100th anniversary of Lazi's genocide
100 years ago, during the First World War, a major winter offensive operation of the Russian army began on the Caucasian front, which was called the Erzerum campaign. After those events, the front line advanced approximately 300-400 kilometers to the south and west and the Russian army occupied Erzurum, Rize, Trabzon as well as a huge part of the territories between these cities.
As KavkazPlus writes, January 10 became a tragic date in the history of Georgian people. Dozens of villages, inhabited by Georgian-Muslims (mostly by Laz people), in were the zone of Russian occupation. And if civilian population usually didn't suffer due to the actions of Russian army, the same can't be said about the actions of Armenian militants, who moved right behind Russian army.
After the Erzurum and Trabzon operations, trying to "clear the way to the sea" for the so-called "great Armenia", Armenian militants rushed to destroy Turkish and Georgian villages ,located between the plateaus of Eastern Turkey and the Black Sea coast. At the same time, they justified their savage cruelty before Russian and Western allies against peaceful Muslim population by "retaliation" for the alleged "atrocities committed against Armenians by the Ottoman Empire in 1915".
Indeed, there are a lot of documents that testify that the Ottoman Empire is not to blame for what happened to Armenians. Individual issues during deportation of Armenians from the front zone to Syria can't be compared the atrocities Armenians did, to what they did with non-Armenian population after they were given such opportunity under the protection of Russian bayonets.
Today, more and more terrible evidence of Armenian atrocities in the East of Turkey in 1916-1918 are being revealed. At the same time, not only peaceful Turkish population, but also representatives of other peoples, in particular Circassians, Arabs and Muslim Georgians (Lazi, Ajarians and others) suffered from Armenian terror, carried out by Armenian militants.
The last statements should be remembered by all Georgian patriots, who recently, for some reason, started to play along with Armenian anti-Turkish propaganda. According to ethnographers, Georgian language and its dialects (in particular Lazi dialect) were much more common in Turkey 100-110 years ago than today. However, unfortunately, many villages of Georgian Muslims no longer exist. They were destroyed during the First World War by Armenian militants along with their neighbors - Turks and Kurds.
But there's another thing Georgians should remember.

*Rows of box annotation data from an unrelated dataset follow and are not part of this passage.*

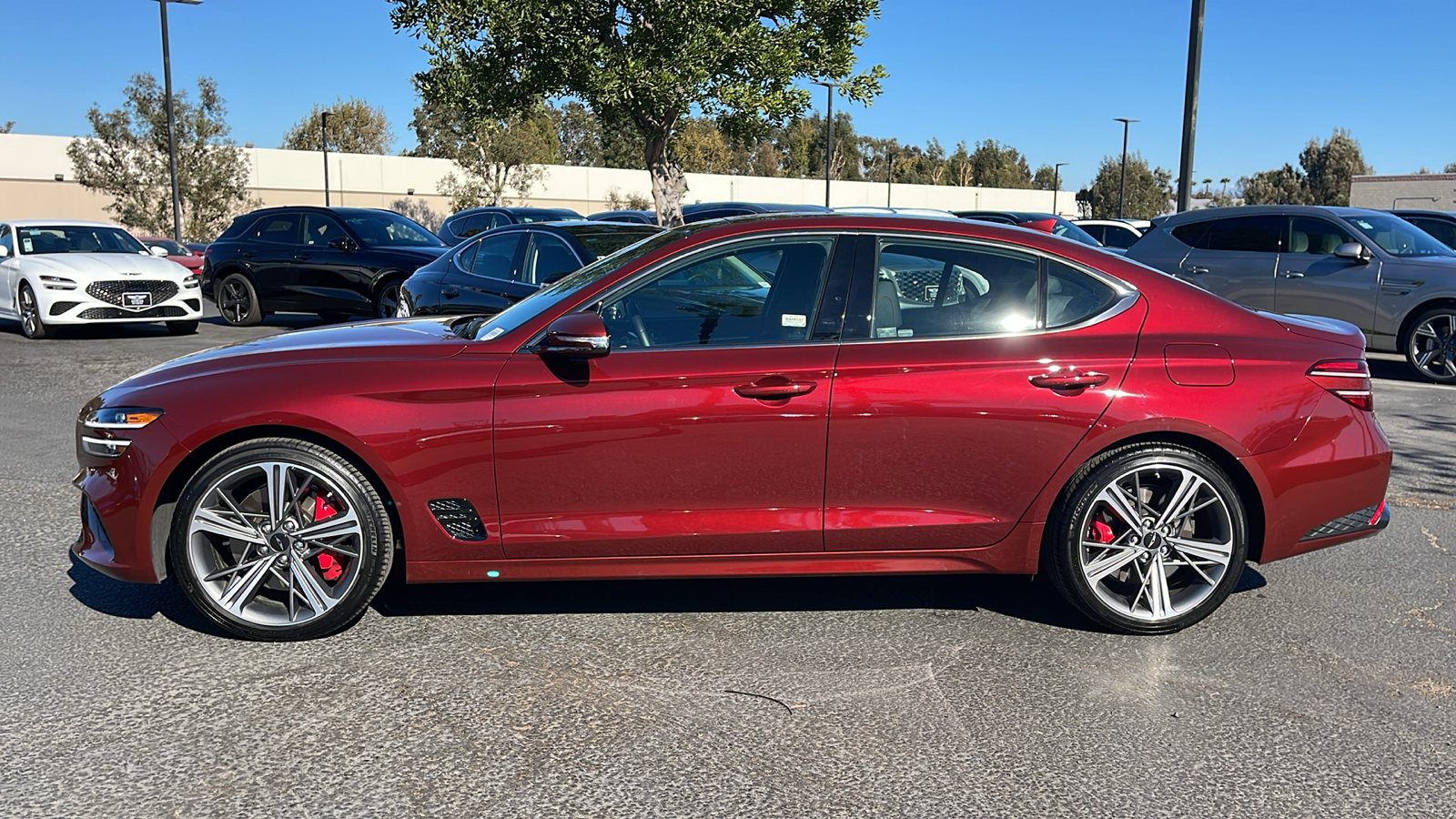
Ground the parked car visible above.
[398,221,661,317]
[956,210,1102,248]
[0,218,202,339]
[587,210,657,225]
[440,207,581,247]
[73,214,1390,640]
[1127,206,1456,383]
[202,206,447,327]
[1072,218,1153,250]
[682,203,828,223]
[138,236,202,276]
[1389,210,1456,249]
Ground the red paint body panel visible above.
[76,214,1390,581]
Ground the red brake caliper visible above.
[313,495,344,583]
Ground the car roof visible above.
[0,218,121,228]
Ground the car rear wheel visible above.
[1405,308,1456,383]
[217,272,264,327]
[169,439,393,642]
[1044,446,1248,634]
[16,281,46,339]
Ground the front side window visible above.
[1345,214,1456,258]
[16,225,150,257]
[602,236,834,347]
[871,239,1041,339]
[1287,216,1356,257]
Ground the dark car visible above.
[587,210,657,225]
[954,210,1102,248]
[202,207,449,327]
[682,203,830,223]
[1389,210,1456,249]
[440,206,582,245]
[398,221,661,317]
[71,214,1390,638]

If Turkish and Kurdish population mainly lived "in open areas", which, while could easily be founded, allowed to detect danger and thus they had more chances to quickly evacuate from the danger of Armenian militants. In addition, they also had more chances to expect protection from Russian military command. At the same time, Laz people and other Muslim Georgians, who lived in a mountainous wooded remote areas, couldn't evacuate or find protection. Especially if Armenian militants ambushed them on mountain roads, "intercepting" dozens of refugees. Armenians also unexpectedly attacked villages, hidden in mountain forests, surrounding them from all sides.
Similar tactics were used by Armenian militants even before, in 1915, against rebellious Adjarians. Armenians destroyed their villages. During Soviet period, these facts were deliberately hushed up, and corresponding documents were destroyed in order to save the face of this particular myth "about friendship between Armenian and Georgian peoples." But it really was a genocide of a unique Georgian ethnic community.

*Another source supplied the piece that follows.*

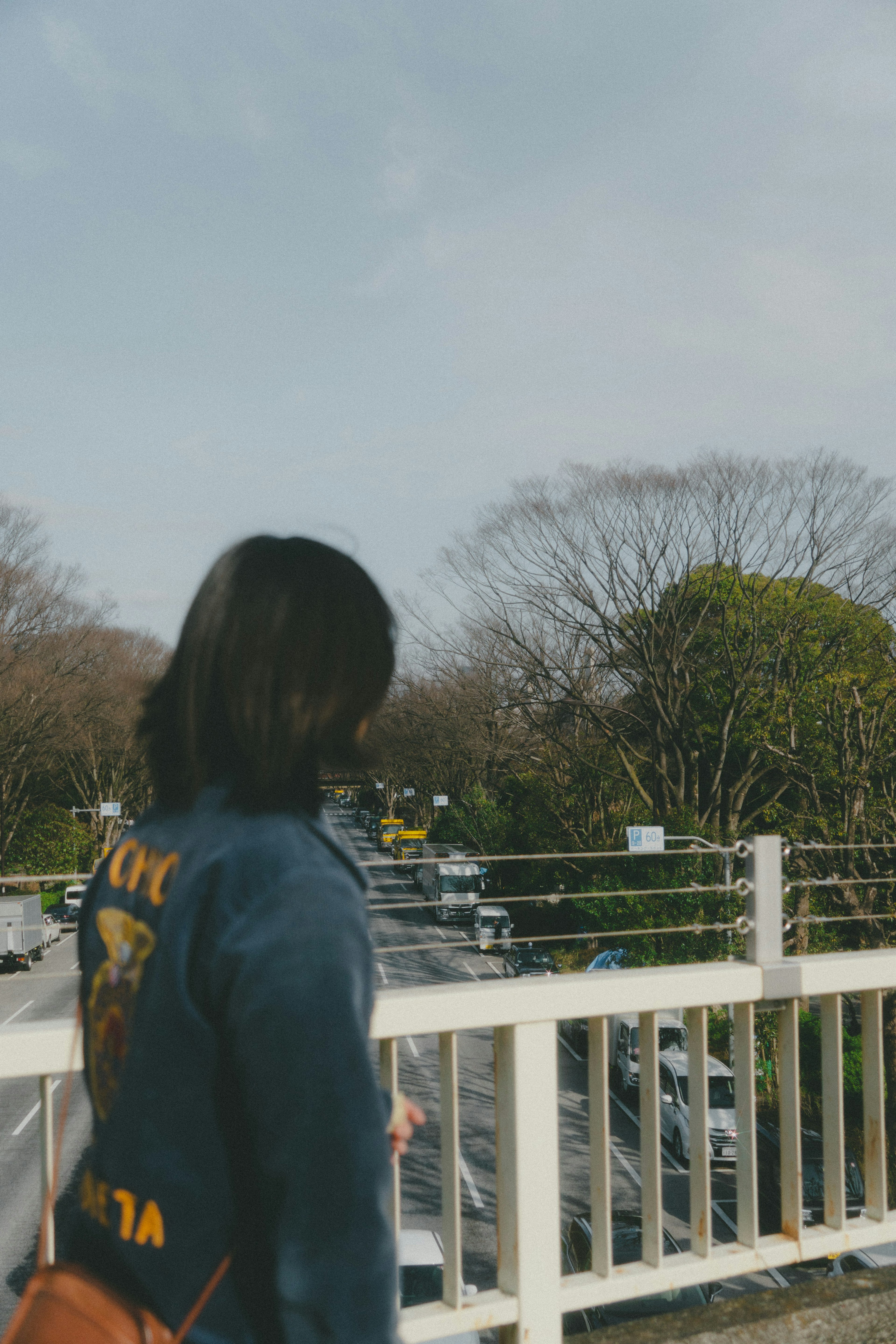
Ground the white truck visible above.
[560,1009,688,1097]
[420,844,485,923]
[0,894,46,970]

The fate of ethnographic groups of Georgians living in the south and southwest of Adjara was even more terrible. Many of them simply didn't survive genocide, carried out Armenian terrorists. After all, people of Adjara were always protected, even if poorly, by the Russian Empire, and could complain about Russians. Laz people were subjects of the Ottoman Empire for the most part, but Armenian militants knew no restrictions.
Later, during the Abkhaz war of 1992-1993, Armenian militants repeated their genocide against Georgian ethnos. Thanks to Armenian genocide, the number of Laz-Megrelians sub-ethnos residents of Georgia in the 20th century was reduced by half. Thousands of Laz people and Megrelians perished and hundreds of thousands became refugees.